С одной стороны, перегруженные всяческой информацией люди стали более искушенными, с другой – гораздо более легко управляемыми расчетливо навязываемой и специфически ориентированной информацией (информационное манипулирование).
«Хомо-информатикус» – этот заряженный информационно человек фактически запрограммирован на определенные действия и эмоции. В этом, в принципе, ничего нового нет, в какой-то большей или меньшей степени в разных обществах так было всегда, просто сейчас все эти технологии информационного воздействия стали гораздо более эффективными.
В отношении же города это означает, что люди, так много проводящие время в параллельном, виртуальном мире, стали гораздо более безразличны к реальному материальному, в том числе и к городу, его пространственной среде, а в более широком смысле – к месту.

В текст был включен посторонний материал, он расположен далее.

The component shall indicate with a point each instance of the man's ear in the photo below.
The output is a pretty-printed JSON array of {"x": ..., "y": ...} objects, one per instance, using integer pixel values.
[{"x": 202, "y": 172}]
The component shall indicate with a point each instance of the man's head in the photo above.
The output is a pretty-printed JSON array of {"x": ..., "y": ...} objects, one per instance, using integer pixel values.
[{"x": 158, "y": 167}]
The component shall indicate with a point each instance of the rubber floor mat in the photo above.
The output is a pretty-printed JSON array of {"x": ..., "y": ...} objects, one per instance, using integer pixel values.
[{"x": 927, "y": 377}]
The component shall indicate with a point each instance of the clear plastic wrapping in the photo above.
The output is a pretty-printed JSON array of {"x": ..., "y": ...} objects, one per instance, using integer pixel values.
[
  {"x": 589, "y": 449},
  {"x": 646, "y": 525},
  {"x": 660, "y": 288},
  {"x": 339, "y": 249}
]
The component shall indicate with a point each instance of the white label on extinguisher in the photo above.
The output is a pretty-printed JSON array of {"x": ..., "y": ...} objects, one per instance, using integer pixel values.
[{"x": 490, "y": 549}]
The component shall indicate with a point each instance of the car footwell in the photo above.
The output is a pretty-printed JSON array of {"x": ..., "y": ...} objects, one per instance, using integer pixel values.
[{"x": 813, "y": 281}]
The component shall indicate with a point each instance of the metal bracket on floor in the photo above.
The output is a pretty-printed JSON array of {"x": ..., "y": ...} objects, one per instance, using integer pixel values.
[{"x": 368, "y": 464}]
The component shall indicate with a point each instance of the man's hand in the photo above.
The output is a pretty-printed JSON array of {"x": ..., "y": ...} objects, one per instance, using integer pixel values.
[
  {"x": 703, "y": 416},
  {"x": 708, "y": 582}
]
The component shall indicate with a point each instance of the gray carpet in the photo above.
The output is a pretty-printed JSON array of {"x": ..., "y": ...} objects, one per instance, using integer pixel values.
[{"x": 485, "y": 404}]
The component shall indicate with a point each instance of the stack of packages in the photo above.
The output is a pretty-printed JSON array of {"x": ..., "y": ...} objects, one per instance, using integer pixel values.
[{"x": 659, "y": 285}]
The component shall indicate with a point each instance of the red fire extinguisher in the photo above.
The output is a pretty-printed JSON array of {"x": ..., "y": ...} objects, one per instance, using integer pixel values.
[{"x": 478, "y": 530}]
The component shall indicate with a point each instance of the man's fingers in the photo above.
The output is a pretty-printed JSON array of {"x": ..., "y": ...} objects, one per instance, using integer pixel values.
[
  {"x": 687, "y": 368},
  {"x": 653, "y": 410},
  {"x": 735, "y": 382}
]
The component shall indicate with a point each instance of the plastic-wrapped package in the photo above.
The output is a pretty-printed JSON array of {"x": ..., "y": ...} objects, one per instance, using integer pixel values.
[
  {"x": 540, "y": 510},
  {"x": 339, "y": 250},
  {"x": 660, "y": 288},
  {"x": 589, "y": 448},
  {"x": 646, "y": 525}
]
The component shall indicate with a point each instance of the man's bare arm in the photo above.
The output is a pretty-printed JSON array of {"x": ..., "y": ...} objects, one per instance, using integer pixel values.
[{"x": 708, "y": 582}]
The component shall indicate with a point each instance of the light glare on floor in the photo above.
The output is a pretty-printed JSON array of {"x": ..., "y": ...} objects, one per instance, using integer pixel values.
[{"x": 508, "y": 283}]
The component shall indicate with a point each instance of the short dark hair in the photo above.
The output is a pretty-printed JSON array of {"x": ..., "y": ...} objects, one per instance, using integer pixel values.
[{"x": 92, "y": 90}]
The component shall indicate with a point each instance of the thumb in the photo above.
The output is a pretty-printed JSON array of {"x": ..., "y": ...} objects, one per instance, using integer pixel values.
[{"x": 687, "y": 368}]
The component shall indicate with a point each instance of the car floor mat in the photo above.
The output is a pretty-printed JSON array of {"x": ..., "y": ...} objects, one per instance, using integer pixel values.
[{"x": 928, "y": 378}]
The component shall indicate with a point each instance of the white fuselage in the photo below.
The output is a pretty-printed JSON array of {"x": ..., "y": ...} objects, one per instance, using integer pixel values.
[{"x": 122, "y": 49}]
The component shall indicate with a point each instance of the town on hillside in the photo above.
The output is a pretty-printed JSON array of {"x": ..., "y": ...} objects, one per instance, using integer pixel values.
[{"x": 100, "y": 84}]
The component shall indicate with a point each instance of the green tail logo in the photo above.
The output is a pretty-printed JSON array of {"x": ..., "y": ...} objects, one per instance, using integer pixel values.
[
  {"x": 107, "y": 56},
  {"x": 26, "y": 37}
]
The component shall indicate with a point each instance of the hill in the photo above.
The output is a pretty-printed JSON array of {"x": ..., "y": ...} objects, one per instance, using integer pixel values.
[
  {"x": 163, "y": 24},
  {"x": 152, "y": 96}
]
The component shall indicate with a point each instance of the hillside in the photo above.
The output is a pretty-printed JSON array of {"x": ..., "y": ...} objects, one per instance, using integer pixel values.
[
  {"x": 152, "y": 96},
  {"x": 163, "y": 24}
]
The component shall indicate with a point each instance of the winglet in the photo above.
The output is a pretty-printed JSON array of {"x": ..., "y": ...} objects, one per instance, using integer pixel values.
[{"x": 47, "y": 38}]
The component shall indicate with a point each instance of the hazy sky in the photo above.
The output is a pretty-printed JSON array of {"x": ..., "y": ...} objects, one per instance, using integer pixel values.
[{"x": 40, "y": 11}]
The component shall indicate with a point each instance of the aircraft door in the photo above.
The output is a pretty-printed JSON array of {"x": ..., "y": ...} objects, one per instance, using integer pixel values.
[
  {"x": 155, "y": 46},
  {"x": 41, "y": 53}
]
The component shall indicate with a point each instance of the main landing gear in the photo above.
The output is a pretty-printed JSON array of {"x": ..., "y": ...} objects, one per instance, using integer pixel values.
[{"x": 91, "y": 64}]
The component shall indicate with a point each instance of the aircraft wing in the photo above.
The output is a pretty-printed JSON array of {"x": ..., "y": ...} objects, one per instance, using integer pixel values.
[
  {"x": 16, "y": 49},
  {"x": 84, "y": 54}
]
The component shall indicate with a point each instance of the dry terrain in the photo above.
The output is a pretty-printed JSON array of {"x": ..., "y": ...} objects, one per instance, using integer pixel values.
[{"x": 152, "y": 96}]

Как одно из следствий этой информационной заряженности – гораздо большая мобильность человека Будущего, то есть современного, сегодняшнего.
Это значит, что у него уже нет прежней привязанности к одному родному, единственному месту, постоянно перемещаясь он успел полюбить, привязаться к разным и, как правило достаточно друг от друга удаленным местам, городам, ландшафтам.
Конечно, информация, а скорее пропаганда, то есть целенаправленная информация, может «зарядить» нашего героя на патриотизм, любовь к дому, городу, стране, но эта виртуальная любовь не будет долговечна, прочна, надежна. Профессиональным ответом на этот вызов может быть, и скорее всего этого будет достаточно, набор каких-то картинок, «3d образов», графических иллюзий.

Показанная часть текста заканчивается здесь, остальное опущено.